In the early days of bluetooth headsets, you were likely to get a few funny looks from passersby who thought you were talking to yourself. However, aided by legislation limiting the use of cellphones while driving, bluetooth headsets and other hands-free devices have become so common that they don’t even merit a second glance.
Sport Watches and Activity Trackers
Sport watches and activity trackers are both handy little gizmos that can help you with weight loss and health goals. Sport watches, sometimes called fitness watches, generally measure heart rate and how many calories have been burned. More advanced versions can also track time, distance, and pace. While limited in scope, these devices can be very useful in monitoring and even tracking your physical activity.
On the other hand, activity trackers go a step further. Some of these devices can even track your sleep patterns and help you get the right amount of sleep. For example, the Jawbone UP24 incorporates a “Smart Alarm” that will not only monitor your sleep, but it will also wake you up at the ideal point in your sleep cycle. It also has a “Power Nap” feature to wake you up after the optimal time for a midday snooze.

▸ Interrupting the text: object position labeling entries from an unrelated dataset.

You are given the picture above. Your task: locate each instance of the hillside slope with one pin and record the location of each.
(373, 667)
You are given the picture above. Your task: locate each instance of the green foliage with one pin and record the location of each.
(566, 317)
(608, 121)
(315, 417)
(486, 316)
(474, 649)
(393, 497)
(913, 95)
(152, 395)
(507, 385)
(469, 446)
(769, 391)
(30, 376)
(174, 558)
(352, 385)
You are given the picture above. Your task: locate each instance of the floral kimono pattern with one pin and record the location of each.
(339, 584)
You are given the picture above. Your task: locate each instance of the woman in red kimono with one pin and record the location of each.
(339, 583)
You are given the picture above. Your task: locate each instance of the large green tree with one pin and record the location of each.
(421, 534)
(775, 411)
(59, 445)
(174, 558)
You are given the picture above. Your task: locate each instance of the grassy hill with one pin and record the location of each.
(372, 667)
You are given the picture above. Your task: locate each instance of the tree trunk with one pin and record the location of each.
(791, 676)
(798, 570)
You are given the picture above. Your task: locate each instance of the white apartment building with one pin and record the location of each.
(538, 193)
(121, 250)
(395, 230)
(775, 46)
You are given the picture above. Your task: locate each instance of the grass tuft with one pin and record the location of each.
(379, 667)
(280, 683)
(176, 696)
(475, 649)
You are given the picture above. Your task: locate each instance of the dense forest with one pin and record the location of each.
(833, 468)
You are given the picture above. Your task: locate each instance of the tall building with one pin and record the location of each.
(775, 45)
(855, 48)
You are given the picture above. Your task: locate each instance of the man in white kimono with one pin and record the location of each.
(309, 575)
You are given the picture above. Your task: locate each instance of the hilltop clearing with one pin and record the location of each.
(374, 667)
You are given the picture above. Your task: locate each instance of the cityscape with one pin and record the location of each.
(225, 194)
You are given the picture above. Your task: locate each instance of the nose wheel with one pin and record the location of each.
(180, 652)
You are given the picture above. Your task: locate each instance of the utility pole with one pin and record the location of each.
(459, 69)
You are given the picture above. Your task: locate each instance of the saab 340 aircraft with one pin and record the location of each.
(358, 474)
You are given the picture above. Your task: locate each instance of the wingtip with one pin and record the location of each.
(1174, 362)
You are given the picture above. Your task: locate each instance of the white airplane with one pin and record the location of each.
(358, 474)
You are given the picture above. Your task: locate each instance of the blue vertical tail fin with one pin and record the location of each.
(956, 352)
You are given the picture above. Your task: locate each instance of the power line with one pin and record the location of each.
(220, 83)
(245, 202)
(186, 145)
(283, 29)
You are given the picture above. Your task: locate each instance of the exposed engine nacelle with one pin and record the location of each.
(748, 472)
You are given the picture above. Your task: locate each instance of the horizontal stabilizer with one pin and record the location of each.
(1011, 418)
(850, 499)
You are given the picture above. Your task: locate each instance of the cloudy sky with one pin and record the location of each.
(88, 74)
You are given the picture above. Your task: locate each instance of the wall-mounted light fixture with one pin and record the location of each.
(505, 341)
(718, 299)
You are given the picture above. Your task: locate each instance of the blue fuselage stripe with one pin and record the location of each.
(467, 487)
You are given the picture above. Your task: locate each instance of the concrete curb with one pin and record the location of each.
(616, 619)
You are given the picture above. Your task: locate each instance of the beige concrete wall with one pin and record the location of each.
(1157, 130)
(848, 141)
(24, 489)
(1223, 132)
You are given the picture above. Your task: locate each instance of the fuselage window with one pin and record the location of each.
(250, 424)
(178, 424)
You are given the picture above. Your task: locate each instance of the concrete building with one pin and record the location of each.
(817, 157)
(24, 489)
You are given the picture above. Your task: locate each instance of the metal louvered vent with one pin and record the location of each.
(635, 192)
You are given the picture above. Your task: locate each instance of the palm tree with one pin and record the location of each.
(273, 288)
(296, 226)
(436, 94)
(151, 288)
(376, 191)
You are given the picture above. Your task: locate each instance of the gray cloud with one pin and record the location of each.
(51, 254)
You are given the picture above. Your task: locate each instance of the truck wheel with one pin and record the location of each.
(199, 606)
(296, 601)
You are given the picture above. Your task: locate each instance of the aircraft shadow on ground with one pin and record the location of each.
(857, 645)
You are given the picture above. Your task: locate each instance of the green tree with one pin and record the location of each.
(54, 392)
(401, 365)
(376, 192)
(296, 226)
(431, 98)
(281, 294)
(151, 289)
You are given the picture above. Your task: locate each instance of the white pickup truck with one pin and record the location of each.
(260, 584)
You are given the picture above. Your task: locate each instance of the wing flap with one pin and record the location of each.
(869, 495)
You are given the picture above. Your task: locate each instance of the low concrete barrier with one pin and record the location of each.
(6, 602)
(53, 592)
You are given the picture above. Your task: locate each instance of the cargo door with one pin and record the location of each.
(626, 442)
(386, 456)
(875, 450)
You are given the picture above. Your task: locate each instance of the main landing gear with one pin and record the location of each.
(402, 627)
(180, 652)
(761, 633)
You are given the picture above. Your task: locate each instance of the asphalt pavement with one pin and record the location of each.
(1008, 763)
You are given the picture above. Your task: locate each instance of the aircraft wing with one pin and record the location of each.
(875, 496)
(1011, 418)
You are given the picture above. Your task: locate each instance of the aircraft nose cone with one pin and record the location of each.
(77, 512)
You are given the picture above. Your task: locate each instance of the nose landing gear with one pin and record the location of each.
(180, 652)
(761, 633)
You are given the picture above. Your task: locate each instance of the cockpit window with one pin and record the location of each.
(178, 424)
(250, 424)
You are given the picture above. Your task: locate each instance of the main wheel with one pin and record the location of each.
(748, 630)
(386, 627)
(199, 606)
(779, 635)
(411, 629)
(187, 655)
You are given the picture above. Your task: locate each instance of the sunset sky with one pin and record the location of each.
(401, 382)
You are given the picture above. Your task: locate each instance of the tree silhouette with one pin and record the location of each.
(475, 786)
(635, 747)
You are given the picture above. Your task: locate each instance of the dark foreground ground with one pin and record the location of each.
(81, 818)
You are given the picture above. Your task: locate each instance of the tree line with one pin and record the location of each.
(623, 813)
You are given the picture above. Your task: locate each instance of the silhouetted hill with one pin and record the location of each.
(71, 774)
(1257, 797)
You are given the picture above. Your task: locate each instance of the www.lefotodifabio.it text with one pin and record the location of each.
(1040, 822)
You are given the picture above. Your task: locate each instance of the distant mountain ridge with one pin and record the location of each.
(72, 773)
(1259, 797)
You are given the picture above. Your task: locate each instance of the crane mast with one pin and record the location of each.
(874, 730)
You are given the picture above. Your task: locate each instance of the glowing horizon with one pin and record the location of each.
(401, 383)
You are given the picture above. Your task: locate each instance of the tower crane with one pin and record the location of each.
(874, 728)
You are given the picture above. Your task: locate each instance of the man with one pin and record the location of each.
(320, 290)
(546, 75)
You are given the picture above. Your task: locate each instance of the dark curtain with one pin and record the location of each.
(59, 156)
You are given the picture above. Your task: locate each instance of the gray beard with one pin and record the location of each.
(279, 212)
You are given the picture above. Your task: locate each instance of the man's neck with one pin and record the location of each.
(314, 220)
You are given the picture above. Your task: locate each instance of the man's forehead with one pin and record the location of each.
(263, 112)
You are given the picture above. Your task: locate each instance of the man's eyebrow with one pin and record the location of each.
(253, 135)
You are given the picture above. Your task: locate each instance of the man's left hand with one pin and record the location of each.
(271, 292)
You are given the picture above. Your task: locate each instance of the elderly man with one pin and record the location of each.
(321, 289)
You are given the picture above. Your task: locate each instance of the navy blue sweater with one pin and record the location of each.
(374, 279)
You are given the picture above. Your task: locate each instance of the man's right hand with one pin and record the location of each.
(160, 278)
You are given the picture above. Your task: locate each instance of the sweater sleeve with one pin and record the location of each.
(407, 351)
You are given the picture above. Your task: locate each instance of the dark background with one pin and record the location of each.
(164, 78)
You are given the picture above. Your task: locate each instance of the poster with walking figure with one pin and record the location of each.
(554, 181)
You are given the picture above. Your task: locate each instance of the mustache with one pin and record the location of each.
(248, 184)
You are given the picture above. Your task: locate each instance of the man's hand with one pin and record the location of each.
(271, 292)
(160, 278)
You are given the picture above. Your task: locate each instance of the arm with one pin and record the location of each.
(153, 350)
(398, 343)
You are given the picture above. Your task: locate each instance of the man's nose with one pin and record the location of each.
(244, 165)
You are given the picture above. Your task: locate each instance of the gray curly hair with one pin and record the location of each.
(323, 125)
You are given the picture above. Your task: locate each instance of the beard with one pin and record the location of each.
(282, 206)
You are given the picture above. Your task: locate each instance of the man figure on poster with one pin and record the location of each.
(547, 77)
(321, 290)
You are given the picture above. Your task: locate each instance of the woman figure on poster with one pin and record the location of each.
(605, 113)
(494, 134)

It seems to me like smart watches are becoming more common all the time. You can now connect to and use certain aspects of your smartphone without taking it out of your pocket. With the more advanced smart watches, you can make and answer calls, receive notifications, compose messages, and even activate the alarm and camera. Many of them can even double as a sport watch.
Back in June, cnet reported that leading companies are looking to integrate health sensors into their smart watch devices, including non-invasive sensors that could measure glucose levels for diabetics. As smart watch technology progresses, I think they will probably become even more ubiquitous.
Probably one of the most talked about pieces of wearable technology in recent years, Google Glass almost seems like something out of science fiction. Many people seem hesitant to embrace this wearable interface, while forward thinkers are looking to see how it can be used to improve their life.
Okay, action camcorders like GoPro are less utilitarian, but they’re a fun, wearable technology. Being able to mount a camcorder on your helmet or a chest harness allows you to record any aspect of your life, but they are predominantly used in action sports. From snowboarding to surfing, sports enthusiasts have embraced action camcorders as a way to document and share their experiences with each other.
Wearable technology is here to stay. How much you want to include it in your life and how you use it is up to you.